Texte du sujet: Érotisme, sujet 3 : "Quand ça ne prend pas..."

Les deux amants étaient blottis l’un contre l’autre, sur le canapé. Des clips de MTV passaient à la télé.

« Tu vas aimer, tu verras » susurra Clémence. Paul n’en était pas vraiment sûr. « Tu verras », insista Clémence, « ça décuple le plaisir… ! »

Paul n’avait pas besoin d’un plaisir « décuplé », il était très satisfait comme ça, et n’aimait pas changer ses habitudes. Surtout de cette manière là. Dans sa famille, dans son milieu, personne ne se droguait… Il n’avait jamais essayé le moindre produit prohibé, ne buvait jamais d’alcool, n’avait même jamais sniffé de tube de colle. Le cannabis, drogue banalisée dans un peu toutes les strates de la société, n’avait pas réussit à atteindre sa famille traditionnaliste. Pas même dans les années soixante…

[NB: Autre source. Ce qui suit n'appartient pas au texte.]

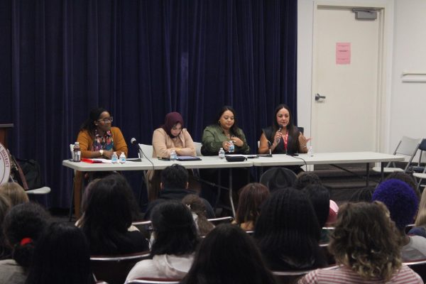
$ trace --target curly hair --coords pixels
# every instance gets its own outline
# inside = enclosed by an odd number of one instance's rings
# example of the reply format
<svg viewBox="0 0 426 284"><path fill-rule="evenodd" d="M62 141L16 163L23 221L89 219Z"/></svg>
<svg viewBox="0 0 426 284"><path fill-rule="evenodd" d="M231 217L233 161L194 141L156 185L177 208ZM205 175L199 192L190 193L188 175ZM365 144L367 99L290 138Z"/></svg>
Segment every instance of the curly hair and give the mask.
<svg viewBox="0 0 426 284"><path fill-rule="evenodd" d="M336 262L364 279L387 282L401 267L403 239L381 202L342 205L330 239Z"/></svg>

Si cette petite expérience s’apprenait, Paul subirait une disgrâce totale. Il serait peut-être déshérité. Ou pire… !

Clémence, elle, avait déjà tout testé, et la beuh, elle en prenait presque tous les jours depuis ses quinze ans. C’est vrai, trouvait-elle, que « ça décuplait le plaisir », et puis elle espérait que, sous l’emprise d’un produit, Paul aurait peut-être, qui sait, un peu plus de fantaisie qu’à l’accoutumée ? Car si, sentimentalement, elle était sur un petit nuage depuis leur rencontre, sexuellement en revanche, après trois semaines de relation, elle commençait déjà à s’ennuyer…

Clémence termina de rouler son trois-feuilles, l’alluma et aspira une longue bouffée. Elle en ressentit instantanément les effets, relaxants et désinhibants. Elle fuma en silence pendant quelques minutes, puis le tendit à son compagnon.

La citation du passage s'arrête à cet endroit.